Errata Non Grata

Today, I goofed. Not in a funny goofy way, but in a way that could have really ended poorly for me, lesson learned. I won't go into the details as they will make readers think I'm basically either an old demented lady with cats or a completely naive child with no hair under her nose. So, no details.

In essence, I stumbled again and it was due in part to my complete lack of cynicism which is strange because I grew up being cynical and un-trusting. Throughout adulthood though, my cynicism has completely abandoned me and I'm left reflecting as to why I'm so blatantly trusting of people I have no reason to trust. Starting with friendships, I've been deceived - easily - to believe that someone is my friend based on personality and trust, etc, but later to find that I have no idea why they ever wanted to be my friend because I can't imagine what amount of personal external gain they would get out of being friends with me. Then there's living in NYC and basically trusting everyone I met, from the random white van that assisted me and my brand-new roommate to moving my furniture, to making casual sidewalk conversation in the rain with a complete stranger on a dark night from the gym in West Harlem, to giving my address to people I've just met. For some reason my sense of judgement in others is impaired and I'm completely beyond trusting.

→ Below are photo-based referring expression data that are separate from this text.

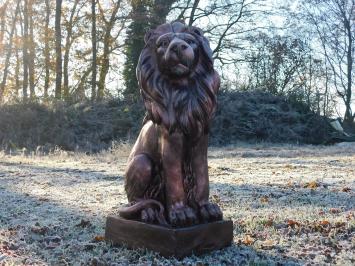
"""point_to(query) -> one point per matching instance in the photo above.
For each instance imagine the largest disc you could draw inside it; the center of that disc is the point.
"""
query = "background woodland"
(67, 68)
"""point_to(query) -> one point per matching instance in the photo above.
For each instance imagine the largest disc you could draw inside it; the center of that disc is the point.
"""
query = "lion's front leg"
(208, 211)
(179, 214)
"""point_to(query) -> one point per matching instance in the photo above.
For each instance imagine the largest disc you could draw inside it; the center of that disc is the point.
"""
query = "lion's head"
(177, 80)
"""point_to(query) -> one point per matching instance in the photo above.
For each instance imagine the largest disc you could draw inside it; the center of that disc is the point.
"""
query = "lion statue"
(167, 174)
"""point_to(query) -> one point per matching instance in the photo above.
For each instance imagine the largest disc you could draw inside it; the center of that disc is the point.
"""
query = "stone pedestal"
(177, 242)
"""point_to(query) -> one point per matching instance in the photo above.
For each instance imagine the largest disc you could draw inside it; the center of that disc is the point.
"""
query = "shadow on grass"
(284, 196)
(48, 233)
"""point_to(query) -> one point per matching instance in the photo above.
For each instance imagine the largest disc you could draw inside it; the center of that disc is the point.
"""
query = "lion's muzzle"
(180, 56)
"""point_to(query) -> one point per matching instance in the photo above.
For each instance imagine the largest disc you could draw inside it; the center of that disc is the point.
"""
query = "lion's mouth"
(180, 69)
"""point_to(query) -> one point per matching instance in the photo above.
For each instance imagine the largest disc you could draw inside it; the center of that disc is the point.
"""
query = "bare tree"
(58, 49)
(3, 10)
(68, 43)
(109, 42)
(94, 49)
(46, 49)
(25, 51)
(227, 24)
(9, 51)
(31, 49)
(334, 23)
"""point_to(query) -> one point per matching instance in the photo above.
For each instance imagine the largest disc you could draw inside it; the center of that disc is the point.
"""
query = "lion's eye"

My radar for sussing out safe parties vs. potentially toxic is very poor. I would say that my radar is actually broken. I am lucky that I have RMc to keep me from endangering myself, but even with his constant reminders of being safe, I seem to reject the cocoon and fling myself into risky situations. I think part of my willingness to lack cynicism towards others is couched in the idea that I just flat out don't want to be a cynic. I want that terrible family member that everyone despises to come to dinner - I want them to feel included. I want to help out that 20 year old kid stuck at a gas station in North Bend b/c he lost his wallet and give him gas money to get out of this crappy situation. I want to carve out a space in the world that is free of distrust and to build a community where we don't have to check crimestoppers.com each time we move to a new place. But, just as importantly, I don't want to be physically attacked, have my personal space invaded upon, or to feel unsafe walking my street at night. My defenses are down, and slowly I'll build them up, but this will take time as my natural tendencies will need to be repeatedly modified for real growth to occur.